Sayangnya, ekspresi Angie tetap suram. “Ya, baiklah, aku yakin itu bukanlah keputusan yang buruk.”
Livia mengamati wajah Angie, merasakan ada yang tidak beres. “Apa yang salah dengan rencananya?”
“Pikirkan hal ini dari sudut pandang bangsawan yang melindungi seluruh perbatasan kita. Bagi mereka, ini seperti Holfort yang menempatkan aset militer mereka yang paling penting di satu lokasi tertentu, sehingga seluruh pertahanan kita tidak memiliki perlindungan serupa. Mereka mungkin juga memberi tahu para bangsawan itu bahwa mereka tidak bisa mengharapkan bala bantuan dari ibu kota,” jelas Angie. Nada suaranya menunjukkan sedikit keraguan terhadap ratu—orang yang menelepon.
Rumah-rumah yang sama telah menderita banyak korban selama perang dengan bekas Kerajaan Fanoss. Dalam waktu singkat sejak saat itu, mereka terlibat dalam berbagai konflik, yang semuanya telah sangat mengurangi cadangan militer Holfort. Mereka belum memperkuat barisan mereka. Tidak heran mengapa rumah-rumah di sepanjang perbatasan kami terasa tidak nyaman. Mereka sangat sadar akan kemungkinan besar mereka tidak akan menerima bantuan yang layak, meskipun mereka memintanya.
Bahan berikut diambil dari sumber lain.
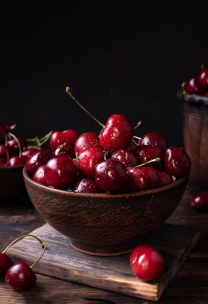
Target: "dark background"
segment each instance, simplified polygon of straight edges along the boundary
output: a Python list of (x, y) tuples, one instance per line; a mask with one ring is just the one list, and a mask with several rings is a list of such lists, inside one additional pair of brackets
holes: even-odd
[[(126, 115), (137, 134), (161, 132), (182, 145), (180, 84), (208, 64), (206, 1), (7, 1), (0, 4), (0, 120), (15, 133), (79, 133)], [(207, 3), (206, 3), (207, 2)]]

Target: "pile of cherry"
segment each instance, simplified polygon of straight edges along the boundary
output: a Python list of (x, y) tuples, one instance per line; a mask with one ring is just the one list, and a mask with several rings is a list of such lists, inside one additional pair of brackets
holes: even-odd
[(183, 83), (182, 86), (184, 93), (208, 97), (208, 68), (205, 68), (202, 65), (202, 70), (199, 74)]

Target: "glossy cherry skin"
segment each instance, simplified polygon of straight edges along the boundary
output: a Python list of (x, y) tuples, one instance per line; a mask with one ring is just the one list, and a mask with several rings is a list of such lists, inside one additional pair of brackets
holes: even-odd
[(148, 167), (132, 167), (127, 170), (128, 189), (130, 191), (140, 191), (158, 186), (158, 173), (154, 168)]
[[(18, 136), (17, 138), (19, 141), (21, 150), (27, 147), (26, 141), (24, 137)], [(18, 155), (19, 154), (19, 152), (17, 143), (15, 138), (11, 138), (8, 140), (7, 146), (10, 155)]]
[(187, 82), (186, 90), (189, 94), (200, 95), (204, 93), (204, 90), (201, 87), (198, 76), (192, 77)]
[(127, 149), (132, 139), (134, 129), (126, 117), (121, 114), (111, 115), (100, 134), (101, 146), (108, 151)]
[(100, 147), (98, 136), (94, 132), (85, 132), (77, 138), (75, 143), (75, 151), (76, 152), (80, 152), (91, 147)]
[(208, 211), (208, 191), (199, 192), (194, 195), (191, 204), (197, 211)]
[(69, 188), (78, 174), (77, 168), (73, 160), (64, 155), (53, 157), (48, 162), (45, 168), (47, 185), (58, 189)]
[(147, 245), (139, 245), (130, 256), (130, 266), (135, 275), (143, 281), (155, 280), (162, 274), (164, 258), (157, 249)]
[(98, 188), (104, 191), (121, 190), (127, 183), (125, 167), (117, 160), (104, 160), (97, 164), (95, 177)]
[(199, 73), (199, 81), (202, 87), (208, 89), (208, 68), (204, 68)]
[(65, 143), (74, 148), (77, 137), (77, 132), (74, 130), (66, 130), (63, 132), (54, 131), (50, 136), (50, 148), (54, 151), (57, 147)]
[(101, 148), (91, 147), (83, 150), (79, 155), (80, 171), (84, 176), (94, 177), (95, 167), (104, 159), (104, 153)]
[(37, 183), (39, 183), (40, 184), (47, 186), (47, 184), (46, 182), (46, 179), (45, 178), (45, 167), (46, 165), (43, 165), (43, 166), (39, 167), (34, 172), (32, 179), (35, 181), (35, 182), (37, 182)]
[(36, 280), (35, 273), (23, 261), (13, 264), (6, 273), (6, 283), (15, 290), (29, 289), (34, 286)]
[(37, 148), (29, 148), (22, 151), (22, 157), (26, 162), (27, 159), (34, 152), (37, 152), (38, 149)]
[(26, 166), (27, 171), (33, 174), (39, 167), (45, 165), (52, 157), (52, 152), (47, 149), (34, 152), (27, 160)]
[(126, 168), (134, 167), (139, 164), (136, 156), (131, 151), (126, 149), (116, 150), (112, 154), (110, 158), (119, 161)]
[(96, 182), (90, 178), (82, 178), (74, 187), (74, 192), (78, 193), (97, 193), (99, 192)]
[(151, 166), (156, 170), (159, 170), (161, 168), (163, 162), (164, 152), (160, 147), (139, 145), (134, 149), (133, 152), (137, 156), (139, 164), (144, 164), (159, 157), (160, 159), (160, 161), (152, 162), (147, 164), (146, 166), (148, 167)]
[(173, 183), (173, 177), (167, 172), (159, 171), (158, 173), (159, 177), (159, 179), (158, 180), (159, 187), (162, 187), (162, 186), (165, 186), (166, 185), (168, 185)]
[(6, 253), (0, 252), (0, 275), (4, 274), (12, 265), (12, 260)]
[(6, 162), (6, 167), (15, 167), (20, 166), (25, 164), (25, 160), (22, 157), (19, 156), (12, 156)]
[(164, 162), (166, 171), (176, 177), (184, 176), (190, 171), (190, 158), (181, 148), (168, 148), (165, 152)]
[(148, 132), (145, 134), (140, 139), (139, 145), (159, 147), (164, 152), (167, 147), (167, 140), (164, 136), (157, 132)]
[(58, 147), (54, 152), (54, 155), (58, 156), (58, 155), (64, 155), (67, 157), (73, 158), (75, 156), (75, 153), (74, 152), (74, 147), (67, 146), (61, 146)]

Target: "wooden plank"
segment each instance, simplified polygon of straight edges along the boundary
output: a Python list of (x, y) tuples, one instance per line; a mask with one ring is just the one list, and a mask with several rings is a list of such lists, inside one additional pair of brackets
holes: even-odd
[[(144, 282), (137, 279), (128, 263), (129, 254), (115, 257), (90, 256), (74, 250), (69, 239), (48, 224), (32, 233), (45, 241), (47, 250), (35, 266), (36, 272), (88, 285), (126, 295), (158, 301), (170, 281), (197, 243), (200, 232), (195, 229), (165, 224), (148, 236), (145, 243), (158, 248), (163, 254), (165, 269), (158, 280)], [(14, 260), (32, 263), (40, 254), (34, 239), (21, 240), (9, 250)]]

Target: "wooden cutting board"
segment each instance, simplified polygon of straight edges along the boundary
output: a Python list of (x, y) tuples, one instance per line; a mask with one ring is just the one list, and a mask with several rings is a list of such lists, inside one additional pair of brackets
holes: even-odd
[[(43, 258), (33, 268), (35, 272), (153, 301), (160, 299), (200, 236), (200, 232), (192, 227), (164, 224), (146, 236), (144, 243), (160, 250), (165, 261), (162, 275), (146, 282), (132, 273), (129, 253), (102, 257), (78, 252), (71, 247), (68, 237), (48, 224), (31, 234), (39, 237), (47, 246)], [(27, 237), (11, 247), (8, 253), (14, 261), (23, 260), (31, 265), (41, 251), (38, 242)]]

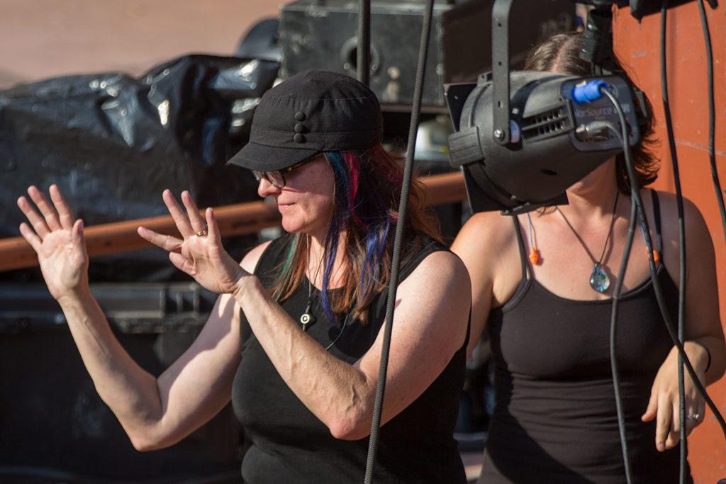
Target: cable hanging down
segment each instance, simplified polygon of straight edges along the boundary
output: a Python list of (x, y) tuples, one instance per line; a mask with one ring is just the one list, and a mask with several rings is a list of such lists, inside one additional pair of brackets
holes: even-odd
[[(617, 99), (616, 99), (615, 96), (613, 96), (607, 88), (603, 86), (600, 89), (603, 94), (608, 97), (608, 99), (610, 99), (610, 101), (613, 103), (613, 105), (615, 107), (615, 110), (618, 113), (618, 118), (619, 119), (621, 129), (618, 130), (617, 128), (610, 123), (606, 124), (611, 131), (613, 133), (617, 133), (616, 136), (618, 136), (618, 137), (624, 141), (623, 145), (625, 146), (625, 141), (627, 139), (627, 124), (625, 121), (625, 116), (623, 114), (623, 110), (620, 107), (620, 104), (618, 102)], [(645, 213), (643, 205), (643, 200), (640, 198), (640, 192), (638, 189), (636, 189), (637, 182), (635, 178), (635, 170), (633, 165), (632, 157), (630, 154), (629, 146), (625, 149), (625, 160), (626, 167), (628, 171), (628, 178), (630, 179), (633, 188), (632, 195), (635, 197), (635, 201), (637, 205), (638, 218), (641, 225), (643, 226), (643, 238), (645, 239), (645, 248), (648, 254), (648, 263), (650, 267), (650, 280), (653, 283), (653, 289), (656, 294), (656, 299), (658, 301), (658, 305), (661, 311), (661, 315), (663, 316), (664, 322), (665, 323), (666, 329), (668, 331), (668, 335), (670, 336), (674, 345), (677, 348), (678, 353), (683, 358), (683, 363), (685, 365), (685, 368), (688, 372), (689, 376), (693, 382), (693, 385), (696, 387), (698, 393), (703, 397), (706, 405), (709, 406), (709, 408), (714, 413), (714, 417), (719, 422), (719, 425), (721, 427), (724, 436), (726, 437), (726, 422), (724, 421), (723, 416), (719, 411), (718, 407), (716, 406), (713, 401), (709, 396), (708, 393), (706, 392), (706, 389), (703, 387), (703, 384), (701, 382), (701, 380), (696, 376), (693, 366), (691, 365), (690, 361), (688, 359), (688, 356), (685, 354), (685, 351), (683, 349), (683, 345), (682, 345), (678, 340), (677, 335), (676, 335), (676, 332), (674, 330), (673, 321), (671, 320), (670, 315), (668, 313), (665, 300), (663, 297), (663, 291), (661, 288), (661, 283), (660, 281), (658, 280), (655, 260), (653, 257), (653, 241), (650, 239), (648, 219), (645, 217)]]
[(370, 438), (368, 443), (368, 457), (366, 462), (366, 484), (372, 482), (373, 466), (378, 446), (380, 430), (380, 417), (383, 406), (383, 396), (386, 393), (386, 377), (388, 366), (388, 353), (391, 350), (391, 335), (393, 330), (393, 312), (395, 310), (396, 293), (399, 282), (399, 266), (401, 263), (401, 246), (403, 242), (404, 229), (406, 225), (406, 212), (408, 209), (409, 189), (413, 172), (413, 155), (416, 149), (416, 131), (421, 113), (421, 97), (423, 92), (423, 81), (426, 71), (426, 53), (428, 52), (428, 41), (431, 30), (431, 19), (433, 16), (433, 0), (427, 0), (426, 9), (423, 14), (421, 26), (421, 42), (418, 51), (418, 62), (416, 67), (416, 78), (414, 84), (413, 105), (411, 112), (411, 124), (409, 128), (408, 146), (406, 150), (406, 165), (404, 168), (404, 179), (401, 187), (401, 199), (399, 202), (398, 221), (396, 224), (396, 238), (393, 242), (393, 253), (391, 264), (391, 279), (388, 282), (388, 294), (386, 307), (386, 324), (383, 326), (383, 343), (380, 350), (380, 366), (378, 370), (378, 381), (376, 384), (375, 403), (373, 407), (371, 422)]

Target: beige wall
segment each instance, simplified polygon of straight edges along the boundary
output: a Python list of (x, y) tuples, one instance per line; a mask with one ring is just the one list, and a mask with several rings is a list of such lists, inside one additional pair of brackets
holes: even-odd
[(0, 0), (0, 89), (66, 74), (138, 75), (190, 52), (231, 54), (285, 0)]

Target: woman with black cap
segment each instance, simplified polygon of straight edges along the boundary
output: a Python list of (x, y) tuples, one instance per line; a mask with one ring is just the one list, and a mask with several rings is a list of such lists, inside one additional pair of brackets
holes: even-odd
[[(163, 200), (182, 238), (139, 227), (179, 268), (221, 295), (192, 346), (158, 378), (113, 336), (89, 290), (83, 223), (52, 203), (18, 204), (20, 231), (65, 314), (101, 397), (139, 450), (171, 446), (232, 399), (248, 439), (245, 482), (363, 479), (402, 173), (380, 147), (373, 93), (308, 71), (263, 96), (250, 143), (230, 163), (253, 171), (287, 234), (241, 263), (214, 212)], [(414, 187), (383, 411), (375, 482), (465, 480), (452, 431), (463, 382), (470, 290)], [(33, 230), (34, 229), (34, 230)]]

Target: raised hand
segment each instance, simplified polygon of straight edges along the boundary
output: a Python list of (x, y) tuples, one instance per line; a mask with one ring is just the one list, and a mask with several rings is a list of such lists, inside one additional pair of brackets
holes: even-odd
[(162, 197), (182, 238), (163, 235), (144, 227), (139, 227), (139, 235), (168, 251), (171, 263), (206, 289), (219, 294), (239, 290), (241, 280), (249, 274), (222, 247), (214, 210), (208, 208), (202, 217), (186, 191), (182, 192), (186, 210), (182, 210), (168, 190), (164, 190)]
[(17, 206), (33, 226), (23, 222), (20, 234), (38, 254), (48, 289), (58, 300), (88, 287), (89, 260), (83, 221), (75, 219), (56, 185), (49, 192), (52, 202), (29, 186), (28, 194), (35, 205), (23, 196), (17, 199)]

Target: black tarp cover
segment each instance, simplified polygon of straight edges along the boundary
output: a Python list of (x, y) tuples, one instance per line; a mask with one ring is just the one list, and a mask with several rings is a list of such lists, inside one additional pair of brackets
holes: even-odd
[[(165, 188), (189, 189), (203, 207), (255, 200), (251, 175), (224, 163), (278, 67), (189, 55), (138, 78), (72, 75), (0, 91), (0, 237), (20, 234), (16, 200), (30, 184), (58, 184), (86, 226), (165, 215)], [(137, 251), (94, 260), (107, 265), (96, 279), (147, 276), (113, 267), (140, 261), (169, 266), (161, 251)]]

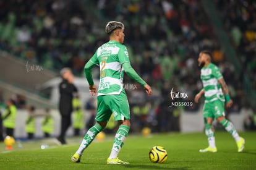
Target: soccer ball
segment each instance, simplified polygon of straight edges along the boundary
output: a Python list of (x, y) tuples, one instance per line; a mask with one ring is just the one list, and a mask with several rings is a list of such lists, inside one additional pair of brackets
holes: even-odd
[(149, 135), (150, 135), (151, 133), (151, 129), (149, 127), (144, 127), (142, 129), (142, 135), (144, 137), (148, 137)]
[(153, 163), (163, 163), (167, 159), (167, 151), (163, 147), (153, 147), (150, 151), (149, 158)]
[(14, 145), (15, 140), (12, 137), (6, 136), (4, 142), (7, 148), (12, 148), (12, 146)]

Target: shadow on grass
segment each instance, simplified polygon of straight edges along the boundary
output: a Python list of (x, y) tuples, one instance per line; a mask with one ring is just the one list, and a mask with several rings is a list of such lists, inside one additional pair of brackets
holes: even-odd
[(190, 167), (182, 167), (182, 168), (171, 168), (171, 167), (163, 167), (162, 166), (157, 165), (134, 165), (127, 164), (122, 165), (123, 167), (129, 169), (179, 169), (179, 170), (186, 170), (189, 169)]

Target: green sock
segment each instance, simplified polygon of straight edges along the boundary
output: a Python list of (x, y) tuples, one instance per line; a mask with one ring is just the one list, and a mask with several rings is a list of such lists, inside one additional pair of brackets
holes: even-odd
[(121, 125), (116, 134), (114, 139), (114, 144), (110, 153), (109, 158), (115, 158), (117, 156), (117, 154), (121, 150), (124, 142), (128, 135), (130, 127), (126, 125)]
[(103, 129), (104, 128), (98, 123), (96, 123), (93, 127), (92, 127), (85, 134), (83, 141), (80, 145), (80, 147), (76, 153), (80, 155), (82, 155), (83, 150), (87, 148), (90, 143), (92, 143), (92, 142), (95, 138), (96, 135)]
[(240, 137), (238, 135), (237, 132), (230, 121), (224, 119), (220, 121), (220, 123), (225, 128), (226, 130), (227, 130), (233, 137), (236, 142), (240, 140)]
[(215, 137), (214, 136), (214, 131), (211, 124), (205, 124), (205, 135), (207, 137), (208, 143), (209, 143), (209, 147), (215, 148), (216, 148), (215, 145)]

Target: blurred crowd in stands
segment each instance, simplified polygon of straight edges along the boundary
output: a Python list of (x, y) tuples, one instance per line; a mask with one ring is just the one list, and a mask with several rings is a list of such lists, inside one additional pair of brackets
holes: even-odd
[[(214, 2), (242, 70), (256, 88), (256, 3)], [(131, 111), (142, 120), (139, 128), (156, 119), (157, 131), (179, 130), (179, 127), (167, 125), (179, 117), (178, 109), (169, 107), (169, 94), (174, 88), (187, 93), (183, 101), (193, 101), (202, 88), (197, 58), (203, 49), (212, 51), (213, 62), (220, 67), (229, 87), (234, 100), (229, 112), (248, 106), (242, 73), (226, 60), (198, 0), (0, 0), (0, 49), (46, 69), (59, 71), (69, 67), (77, 76), (84, 76), (84, 64), (108, 41), (105, 27), (109, 20), (124, 23), (124, 44), (132, 66), (153, 88), (149, 98), (127, 77), (124, 80), (129, 85), (126, 90)], [(193, 103), (184, 109), (195, 112), (199, 106)]]

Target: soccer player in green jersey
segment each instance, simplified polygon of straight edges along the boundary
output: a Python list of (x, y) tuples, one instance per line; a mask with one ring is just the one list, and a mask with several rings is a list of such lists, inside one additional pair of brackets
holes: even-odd
[[(93, 140), (95, 136), (106, 127), (111, 114), (119, 122), (114, 144), (107, 164), (126, 164), (117, 158), (117, 154), (124, 145), (130, 129), (129, 106), (122, 82), (124, 71), (132, 79), (143, 86), (146, 93), (151, 95), (151, 87), (136, 73), (130, 64), (128, 52), (124, 43), (124, 26), (121, 22), (109, 22), (105, 31), (109, 41), (99, 47), (94, 55), (85, 64), (85, 73), (92, 95), (98, 93), (98, 108), (96, 124), (85, 134), (79, 148), (72, 156), (71, 160), (79, 163), (84, 150)], [(98, 90), (94, 84), (92, 69), (100, 66), (100, 85)]]
[(233, 124), (225, 119), (224, 104), (227, 108), (232, 106), (233, 101), (229, 95), (226, 85), (220, 69), (211, 62), (211, 53), (208, 51), (201, 51), (198, 59), (198, 66), (202, 67), (201, 80), (203, 88), (195, 96), (195, 101), (204, 94), (203, 118), (205, 121), (205, 134), (208, 138), (208, 147), (200, 150), (200, 152), (216, 152), (215, 138), (212, 122), (215, 119), (221, 124), (234, 138), (237, 145), (238, 152), (244, 150), (245, 140), (239, 137)]

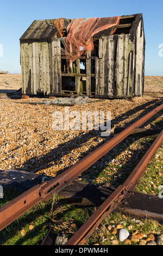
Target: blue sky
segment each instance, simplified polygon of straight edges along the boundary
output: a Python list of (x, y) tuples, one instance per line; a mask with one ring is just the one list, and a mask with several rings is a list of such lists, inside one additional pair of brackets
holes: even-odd
[(21, 74), (19, 39), (35, 20), (142, 13), (146, 41), (145, 75), (163, 76), (162, 0), (1, 0), (0, 8), (0, 70)]

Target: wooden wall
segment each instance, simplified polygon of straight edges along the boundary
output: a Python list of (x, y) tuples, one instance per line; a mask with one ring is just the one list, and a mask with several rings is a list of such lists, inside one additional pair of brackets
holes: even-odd
[[(61, 95), (60, 39), (22, 42), (22, 93)], [(91, 93), (90, 52), (86, 58), (86, 94)], [(134, 36), (103, 36), (95, 57), (96, 97), (141, 96), (143, 90), (145, 36), (140, 20)], [(79, 60), (77, 60), (77, 61)], [(79, 66), (79, 65), (78, 65)], [(80, 78), (77, 80), (77, 93)]]
[(132, 95), (134, 44), (129, 34), (103, 37), (103, 54), (96, 60), (96, 96)]
[(21, 44), (22, 93), (61, 94), (60, 38)]

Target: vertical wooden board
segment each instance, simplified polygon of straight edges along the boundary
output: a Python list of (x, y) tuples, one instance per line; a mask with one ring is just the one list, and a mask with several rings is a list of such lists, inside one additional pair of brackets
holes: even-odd
[(104, 61), (103, 96), (107, 97), (109, 83), (109, 48), (107, 36), (103, 37), (103, 56)]
[(122, 88), (122, 92), (123, 95), (127, 95), (128, 89), (128, 70), (129, 70), (129, 35), (126, 34), (124, 35), (124, 76), (123, 76), (123, 86)]
[(57, 76), (58, 95), (61, 95), (61, 49), (60, 39), (57, 38)]
[(102, 56), (102, 58), (99, 59), (99, 95), (103, 96), (104, 95), (104, 52), (105, 52), (106, 51), (106, 39), (105, 39), (105, 37), (103, 36), (103, 54)]
[(99, 59), (102, 59), (103, 57), (103, 39), (99, 39), (99, 45), (98, 45), (98, 57)]
[(136, 34), (136, 55), (135, 84), (137, 87), (137, 96), (142, 96), (142, 95), (144, 35), (143, 33), (141, 33), (142, 29), (142, 21), (140, 21)]
[[(80, 74), (80, 59), (77, 59), (76, 62), (77, 62), (77, 72), (78, 74)], [(80, 90), (80, 76), (77, 76), (77, 77), (76, 89), (77, 89), (77, 94), (78, 94)]]
[(24, 85), (24, 93), (30, 94), (30, 71), (29, 69), (29, 45), (28, 43), (24, 44), (24, 65), (26, 66), (25, 69), (25, 85)]
[(33, 52), (33, 93), (37, 93), (37, 78), (36, 78), (36, 43), (32, 43)]
[(135, 39), (134, 38), (133, 42), (133, 69), (132, 69), (132, 83), (133, 83), (133, 96), (135, 95)]
[[(38, 45), (39, 58), (39, 80), (38, 81), (37, 90), (39, 92), (43, 92), (43, 42), (39, 42)], [(39, 64), (39, 63), (38, 63)]]
[(46, 44), (46, 81), (45, 84), (44, 93), (48, 95), (51, 93), (50, 86), (50, 66), (49, 66), (49, 45), (47, 42)]
[(47, 42), (43, 42), (42, 43), (42, 86), (45, 95), (47, 94), (47, 88), (49, 87), (49, 82), (48, 82), (49, 78), (49, 58), (48, 45)]
[(90, 58), (91, 52), (88, 51), (86, 59), (86, 95), (89, 96), (91, 93), (91, 60)]
[(124, 35), (119, 35), (117, 41), (116, 61), (115, 80), (117, 84), (117, 96), (122, 95), (123, 87), (123, 48)]
[(34, 92), (34, 94), (40, 91), (40, 42), (36, 42), (36, 90)]
[(43, 42), (42, 43), (42, 63), (43, 63), (43, 67), (42, 67), (42, 74), (43, 74), (43, 77), (42, 77), (42, 87), (43, 87), (43, 92), (44, 95), (45, 95), (46, 93), (46, 43)]
[(61, 95), (60, 39), (53, 39), (51, 44), (51, 81), (52, 94)]
[(25, 65), (24, 64), (24, 44), (21, 44), (20, 45), (20, 52), (21, 52), (21, 74), (22, 74), (22, 94), (24, 93), (24, 79), (25, 79), (25, 74), (24, 74), (24, 68)]
[(30, 93), (33, 94), (33, 54), (32, 54), (32, 44), (29, 44), (29, 72), (30, 76)]
[(108, 71), (108, 96), (114, 96), (114, 53), (115, 44), (114, 35), (108, 36), (108, 54), (109, 54), (109, 71)]
[(95, 96), (99, 95), (99, 59), (97, 57), (95, 57), (95, 80), (96, 80), (96, 89)]

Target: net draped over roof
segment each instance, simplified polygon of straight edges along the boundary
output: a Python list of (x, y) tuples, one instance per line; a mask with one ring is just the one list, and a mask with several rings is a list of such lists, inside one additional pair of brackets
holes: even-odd
[[(54, 25), (62, 36), (63, 18), (57, 19)], [(105, 18), (73, 19), (67, 27), (67, 37), (65, 40), (66, 57), (70, 64), (80, 57), (86, 55), (89, 50), (93, 52), (92, 38), (95, 34), (118, 25), (120, 16)], [(113, 29), (111, 34), (115, 32)]]

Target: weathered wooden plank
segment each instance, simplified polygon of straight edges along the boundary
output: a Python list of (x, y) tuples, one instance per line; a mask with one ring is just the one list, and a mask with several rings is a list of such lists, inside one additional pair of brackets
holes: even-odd
[(115, 51), (114, 36), (114, 35), (111, 35), (108, 39), (109, 50), (108, 96), (114, 96), (114, 53)]
[(124, 35), (124, 63), (123, 63), (123, 94), (127, 95), (127, 84), (128, 77), (128, 70), (129, 70), (129, 39), (128, 35)]
[(116, 209), (121, 213), (137, 218), (146, 218), (163, 221), (162, 199), (159, 196), (135, 193)]
[(61, 95), (61, 64), (60, 38), (54, 38), (51, 44), (51, 84), (52, 95)]
[(34, 82), (33, 82), (33, 54), (32, 54), (32, 44), (29, 44), (29, 72), (30, 80), (29, 81), (30, 84), (30, 94), (34, 93)]
[(98, 57), (99, 59), (103, 57), (103, 39), (99, 39)]
[(24, 93), (24, 80), (25, 80), (25, 74), (24, 74), (24, 44), (21, 44), (20, 46), (21, 51), (21, 74), (22, 74), (22, 94)]
[(142, 80), (143, 65), (143, 42), (144, 35), (142, 33), (142, 21), (140, 21), (136, 34), (136, 74), (135, 83), (137, 86), (136, 96), (142, 95)]
[(123, 50), (124, 35), (119, 35), (117, 41), (117, 56), (116, 61), (115, 80), (117, 85), (117, 96), (122, 95), (123, 87)]
[(36, 78), (36, 43), (32, 44), (33, 51), (33, 93), (37, 93), (37, 78)]
[[(76, 60), (77, 62), (77, 72), (78, 75), (80, 74), (80, 59), (78, 59)], [(80, 77), (77, 76), (77, 84), (76, 84), (76, 87), (77, 87), (77, 94), (78, 94), (80, 90)]]
[(90, 56), (91, 51), (88, 51), (86, 59), (86, 95), (89, 96), (91, 92), (91, 61)]
[(131, 52), (129, 53), (129, 65), (128, 65), (128, 80), (127, 80), (127, 96), (130, 95), (130, 76), (131, 76)]
[(58, 76), (58, 95), (61, 95), (61, 51), (60, 39), (57, 38), (57, 76)]

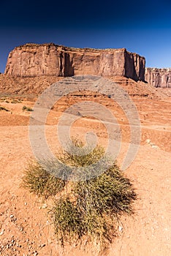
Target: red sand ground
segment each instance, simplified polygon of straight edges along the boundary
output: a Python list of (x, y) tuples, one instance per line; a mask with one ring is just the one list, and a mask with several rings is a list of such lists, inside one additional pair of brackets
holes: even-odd
[[(170, 98), (134, 98), (142, 124), (142, 141), (138, 154), (125, 175), (138, 194), (134, 214), (124, 216), (119, 223), (118, 236), (107, 255), (167, 256), (171, 252), (171, 119)], [(11, 102), (11, 100), (10, 100)], [(64, 252), (57, 246), (50, 216), (50, 202), (30, 195), (20, 187), (23, 171), (33, 157), (28, 137), (30, 113), (23, 105), (33, 102), (0, 102), (10, 112), (0, 111), (0, 255), (96, 255), (98, 248), (86, 251), (68, 246)], [(122, 132), (123, 142), (118, 158), (121, 165), (128, 148), (128, 122), (121, 112), (115, 110)], [(120, 112), (119, 112), (120, 111)], [(58, 150), (56, 131), (60, 113), (51, 111), (46, 129), (48, 143)], [(105, 145), (105, 130), (97, 121), (82, 118), (72, 129), (82, 136), (88, 129), (98, 132)], [(146, 142), (150, 139), (151, 143)], [(153, 146), (153, 145), (157, 146)]]

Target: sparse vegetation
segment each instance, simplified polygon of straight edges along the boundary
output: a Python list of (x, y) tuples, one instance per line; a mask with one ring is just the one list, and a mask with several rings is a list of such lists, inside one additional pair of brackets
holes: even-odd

Angie mengalihkan pandangannya ke arahku, matanya dipenuhi kekhawatiran. “Ada masalah lain di sini. Jika sudah tiba saatnya, Leon kemungkinan akan terpaksa melakukan perlawanan terhadap Rachel. Jika itu terjadi, pertarungannya akan sangat sengit.”
Livia dan Noelle menunduk. Mereka mungkin sudah mempertimbangkan kemungkinan ini sebelumnya, tapi baru setelah Angie mengatakannya dengan lantang, kenyataannya baru terlihat. Aku tersentuh oleh kekhawatiran mereka, namun wajah muram mereka membuatku merasa tertekan juga.
“Tidak perlu khawatir,” kataku kepada mereka sambil menggaruk bagian belakang kepalaku. “Kata Miss Mylene, sepertinya kita tidak perlu melakukan hal seperti itu.”
Wajah Livia dan Noelle berseri-seri. Namun Angie tampak terkejut—seolah dia tidak percaya dengan apa yang didengarnya.
“Apa sebenarnya yang dikatakan Yang Mulia? Bahwa dia tidak berniat mengirimmu untuk menyerang?”
“Ya. Itu yang dia katakan. Benar, Luxion?” Aku melirik partnerku yang melayang di bahu kananku seperti biasa.
“Itu benar,” katanya. “Mylene bermaksud menempatkan Guru di perbatasan untuk mengendalikan Kerajaan Suci Rachel. Dia menjelaskan dengan jelas bahwa dia tidak berencana menggunakan kekuatanku atas nama pemusnahan mereka.”
Luxion tidak akan salah melaporkan percakapan penting itu. Mengetahui hal ini, Angie menutup mulutnya dengan tangan, tiba-tiba gelisah. “Tanah air Yang Mulia telah menghadapi kesulitan luar biasa selama bertahun-tahun karena agresi Rachel. Saya tidak bisa membayangkan dia akan melewatkan kesempatan untuk melenyapkan mereka, jika diberi kesempatan. Namun, dia tidak berniat menggunakan Leon untuk melakukan hal itu?”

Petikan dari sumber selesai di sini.